ASPC Denies Funding to Mudd Goes Madd, Prompts Backlash from Students

Liam Brooks • The Student Life

In a quick succession of events, Mudd Goes Madd, a Sept. 26 party hosted by North Dorm at Harvey Mudd College, went through a series of changes that nearly led to it changing from a 5C to a 4C event.

After the Associated Students of Pomona College (ASPC) budget committee decided to deny funding for the party, the organizers announced that Pomona College students would not be permitted to attend the event without being registered as guests. In a Sept. 25 Facebook post, event organizers said that their top priority was “respecting the views of the Pomona student body.”
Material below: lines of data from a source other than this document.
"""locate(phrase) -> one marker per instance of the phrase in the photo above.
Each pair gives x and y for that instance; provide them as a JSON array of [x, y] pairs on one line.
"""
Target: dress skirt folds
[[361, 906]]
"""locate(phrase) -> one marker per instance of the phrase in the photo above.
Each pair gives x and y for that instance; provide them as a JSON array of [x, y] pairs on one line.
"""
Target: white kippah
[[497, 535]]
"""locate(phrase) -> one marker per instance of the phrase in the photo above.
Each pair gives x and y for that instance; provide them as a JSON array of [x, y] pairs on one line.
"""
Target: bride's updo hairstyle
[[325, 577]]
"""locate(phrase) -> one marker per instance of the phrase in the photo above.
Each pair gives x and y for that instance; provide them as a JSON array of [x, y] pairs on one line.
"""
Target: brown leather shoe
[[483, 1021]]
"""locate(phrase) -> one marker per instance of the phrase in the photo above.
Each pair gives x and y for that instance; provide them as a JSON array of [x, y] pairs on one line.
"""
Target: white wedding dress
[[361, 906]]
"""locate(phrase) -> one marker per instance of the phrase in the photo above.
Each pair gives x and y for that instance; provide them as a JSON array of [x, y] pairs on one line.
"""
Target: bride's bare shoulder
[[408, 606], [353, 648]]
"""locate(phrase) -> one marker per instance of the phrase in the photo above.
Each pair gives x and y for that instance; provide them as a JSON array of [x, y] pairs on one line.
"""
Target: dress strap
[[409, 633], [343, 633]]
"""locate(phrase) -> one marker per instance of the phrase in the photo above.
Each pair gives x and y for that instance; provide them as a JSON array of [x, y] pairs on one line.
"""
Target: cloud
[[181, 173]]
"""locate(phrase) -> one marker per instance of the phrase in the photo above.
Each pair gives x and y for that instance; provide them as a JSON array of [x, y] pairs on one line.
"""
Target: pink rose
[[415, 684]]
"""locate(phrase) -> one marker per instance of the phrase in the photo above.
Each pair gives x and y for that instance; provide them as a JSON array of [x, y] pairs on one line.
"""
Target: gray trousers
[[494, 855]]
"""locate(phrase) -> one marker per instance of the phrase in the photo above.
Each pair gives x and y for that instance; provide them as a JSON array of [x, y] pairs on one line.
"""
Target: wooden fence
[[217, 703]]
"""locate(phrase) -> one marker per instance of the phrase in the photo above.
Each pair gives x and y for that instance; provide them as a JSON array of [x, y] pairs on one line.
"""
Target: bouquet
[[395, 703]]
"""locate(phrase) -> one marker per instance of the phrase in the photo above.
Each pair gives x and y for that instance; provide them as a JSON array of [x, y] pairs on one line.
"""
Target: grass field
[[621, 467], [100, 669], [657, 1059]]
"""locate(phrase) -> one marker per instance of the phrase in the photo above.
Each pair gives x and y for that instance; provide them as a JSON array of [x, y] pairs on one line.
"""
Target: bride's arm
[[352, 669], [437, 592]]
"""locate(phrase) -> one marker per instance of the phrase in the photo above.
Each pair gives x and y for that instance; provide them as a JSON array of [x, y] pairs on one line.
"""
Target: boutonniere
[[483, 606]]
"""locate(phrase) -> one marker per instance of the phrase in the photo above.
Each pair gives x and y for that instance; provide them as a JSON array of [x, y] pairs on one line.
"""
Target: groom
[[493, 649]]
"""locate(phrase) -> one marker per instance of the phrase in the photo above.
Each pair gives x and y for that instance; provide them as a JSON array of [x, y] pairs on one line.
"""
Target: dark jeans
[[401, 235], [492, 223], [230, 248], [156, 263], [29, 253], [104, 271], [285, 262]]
However, backlash against ASPC and the organizers themselves quickly followed this decision, and the party was reinstated as a 5C event later that day.

ASPC gave two reasons for their decision to deny funding to the party. First, the ASPC claimed that the safety improvements the organizers employed did not address major safety concerns from previous years. Second, given the connotations of the word ‘madd,’ ASPC felt that mental health and disability communities should have been consulted before the organizers made the decision to the word in the name of the event.

The second reason received backlash from many students; Facebook comments appeared within minutes criticizing ASPC. Nico Kass PO ’16, ASPC President, said that misinformation among students led to an incomplete understanding of ASPC’s concerns.

“Initially it was not an issue with the name, it was an issue with not talking to the communities that the name could alienate,” said Samuel Crawford PO ’16, ASPC vice president of campus events.

According to members of the ASPC budgetary committee, the party’s organizers did not consult with either the Mental Health Alliance or the Disability, Illness, and Difference Alliance before choosing a name for their event. These groups could not be reached for comment.

“That was unacceptable—you can’t exclude a community from a conversation that deals with their safety,” Kass said. “Some students from mental health and disability communities did not feel affected by this—and that’s okay. But there are undoubtedly students on this campus that feel unsafe around this language.”

Some students, however, criticized ASPC’s decision as an unnecessarily dramatic reaction.

“You can’t remove all micro-aggressions at one time,” Genevieve Donahey CM ’16 said. “You can’t start by attacking every single little thing, you have to start with the big picture.”

ASPC also expressed concern about the party’s safety, given that Foam, an annual HMC party, was discontinued this year because of safety concerns. When Mudd Goes Madd was touted as a replacement for Foam, student safety became a key concern for ASPC. According to Kass, the only changes the organizers informed the committee about were to the nature of the party and certain alcohol policies regarding HMC students.

 

North Dorm at Harvey Mudd College hosted Mudd Goes Madd.

Nathan Justin HM ’19, a resident of North Dorm who helped set up the event, said that the event organizers took efforts to prevent sexual assault at the party, including putting up posters about consent.

“This year we tried to make changes, but I don’t think the ASPC really saw that those changes actually would happen,” Justin said.

Director of Campus Safety Stan Skipworth said that he was not aware of any safety-related calls on the night of the party.

“It was like every other party, except that we were covered in paint,” Eric Contee II HM ’19 said. “It didn’t seem any more dangerous.”

Kass and Crawford both recognized that there may have been more changes to the party’s structure than they were aware of. However, ASPC stands behind its decision to deny funding for the event.

“There are a lot of issues on campus right now, and one of those is not whether you can attend a paint party,” Crawford said. “For us to have our largest student outcry because of this is pretty disheartening.”